Pictures Change as Gazans Wipe Memories of Israel

Author: 
Nidal Al-Mughrabi, Reuters
Publication Date: 
Sat, 2005-09-17 03:00

NEVE DEKALIM, Gaza Strip, 17 September 2005 — Paintings of Palestinians killed in a nearly five-year-old uprising are already daubed on the walls of Gaza’s former Jewish settlements. Arabic slogans now cover the graffiti left by Israeli soldiers.

Even before the rubble of the settlements is cleared to allow new building, Palestinians are trying to erase the memory of the Israelis who completed their pullout from the Gaza Strip on Monday after 38 years of occupation.

“We wanted to make what was unacceptable look nice and acceptable,” said Taha Abu Ghali, heading a group of artists decorating the concrete sniper wall outside the biggest settlement of Neve Dekalim. “We want to share our people’s joy,” he added.

The 10-meter murals now covering the settlement walls are very much in the traditional school of the “martyr” paintings that are one of the few flashes of color in Gaza’s drab cinderblock cities and refugee camps. Earnest-faced young men with wispy mustaches, beards and assault rifles predominate - portraits of militants, many of them killed while attacking Jewish settlements.

Another regular feature is the gold-roofed Dome of the Rock mosque, a symbol of Jerusalem and the uprising since 2000, which militants say brought about the pullout from Gaza. Abu Ghali’s team painted a picture of an Israeli notebook with the page “Gaza” torn out and two further pages bearing the words “West Bank” and “Jerusalem” left, representing the other territories Palestinians want for their state.

Israeli soldiers had written on the wall of Neve Dekalim in English and Russian “It is ours and we will be here forever.” The last forces pulled out on Monday following the evacuation of the 8,500 Jews who had lived in the red-roofed settlements heavily defended against 1.4 million Palestinians living in the strip.

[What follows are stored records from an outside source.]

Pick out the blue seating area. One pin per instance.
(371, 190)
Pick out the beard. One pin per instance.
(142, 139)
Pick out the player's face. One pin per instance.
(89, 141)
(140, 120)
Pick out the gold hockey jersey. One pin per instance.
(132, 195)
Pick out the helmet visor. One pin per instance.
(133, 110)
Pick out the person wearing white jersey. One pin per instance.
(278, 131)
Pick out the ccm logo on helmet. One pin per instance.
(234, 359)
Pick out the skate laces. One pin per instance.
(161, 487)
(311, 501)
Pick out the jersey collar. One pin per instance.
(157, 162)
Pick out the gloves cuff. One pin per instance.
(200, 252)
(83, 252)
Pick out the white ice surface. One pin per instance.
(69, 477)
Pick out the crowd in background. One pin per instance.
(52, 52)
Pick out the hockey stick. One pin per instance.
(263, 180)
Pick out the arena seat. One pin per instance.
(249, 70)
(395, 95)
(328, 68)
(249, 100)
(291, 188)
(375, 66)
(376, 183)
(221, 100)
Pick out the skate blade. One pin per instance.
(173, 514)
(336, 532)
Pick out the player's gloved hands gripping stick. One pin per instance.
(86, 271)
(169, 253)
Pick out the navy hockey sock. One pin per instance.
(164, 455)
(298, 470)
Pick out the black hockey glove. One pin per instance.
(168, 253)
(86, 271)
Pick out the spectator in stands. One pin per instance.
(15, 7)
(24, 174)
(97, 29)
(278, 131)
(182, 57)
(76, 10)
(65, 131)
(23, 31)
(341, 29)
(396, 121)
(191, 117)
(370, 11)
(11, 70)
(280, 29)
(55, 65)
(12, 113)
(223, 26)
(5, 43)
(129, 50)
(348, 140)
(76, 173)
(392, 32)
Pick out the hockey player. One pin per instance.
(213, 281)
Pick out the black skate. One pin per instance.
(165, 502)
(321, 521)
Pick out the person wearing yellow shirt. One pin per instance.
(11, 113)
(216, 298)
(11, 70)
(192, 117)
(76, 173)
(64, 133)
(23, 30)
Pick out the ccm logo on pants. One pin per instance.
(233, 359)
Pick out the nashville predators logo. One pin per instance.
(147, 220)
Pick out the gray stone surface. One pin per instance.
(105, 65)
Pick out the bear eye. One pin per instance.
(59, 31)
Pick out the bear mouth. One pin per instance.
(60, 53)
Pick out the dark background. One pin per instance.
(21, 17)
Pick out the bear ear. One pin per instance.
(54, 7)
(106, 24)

Where they could, Palestinians smashed synagogues and set them ablaze to destroy symbols of occupation. A diorama in Neve Dekalim illustrating settlements that Israel removed over two decades ago from Sinai was quickly wrecked. New phrases sprang up to replace those left by the angry settlers, furious to be forced from homes on what they saw as a biblical birthright.

“The Gaza pullout is the beginning of the end to occupation,” was one of the new brand of slogans. The Palestinian plan is to clear the rubble from the settlements and then use the land for a mixture of farmland, industrial sites and housing for cramped Gaza communities.

For convenience sake, Palestinians are still using the old Israeli names for the settlements. But the districts that are going to replace them will get new ones. Likely candidates to provide names are late Palestinian leader Yasser Arafat, who died last November, and Sheikh Ahmed Yassin, the spiritual leader of Hamas resistance militants who was killed in a missile strike 18 months ago. “Now the occupation is gone and all its remains and memories must be wiped out,” said schoolteacher Ali Hussein, one of those who came to gaze at the paintings.

Meanwhile, a mangled bumper car is all that remains of Ibrahim Al-Nouri’s amusement park on the Gaza beachfront. Near the former Jewish settlement of Netzarim, the park lay next to a frequent battleground between Israeli troops and Palestinian militants in the uprising that erupted five years ago. Nouri closed it in 2001. Later the army bulldozed it.

While Nouri was happy to see the last Israeli soldier leave on Monday, he has no idea if he will ever have the money to rebuild his park. “My dream is the amusement park will return and children can play here. I want to put back all the rides that used to be here. My only ambition is it will be as it was,” he said. “Every time I come, it brings back painful memories. The place reminds me of all the money I lost,” said Nouri, smoking a cigarette in a plastic chair next to the empty lot that was once filled with laughter.

Across the Gaza Strip, Palestinians are returning to properties near settlements that became perilous to reach during the uprising, when the enclaves became regular flashpoints and anyone in the zones around them risked being shot.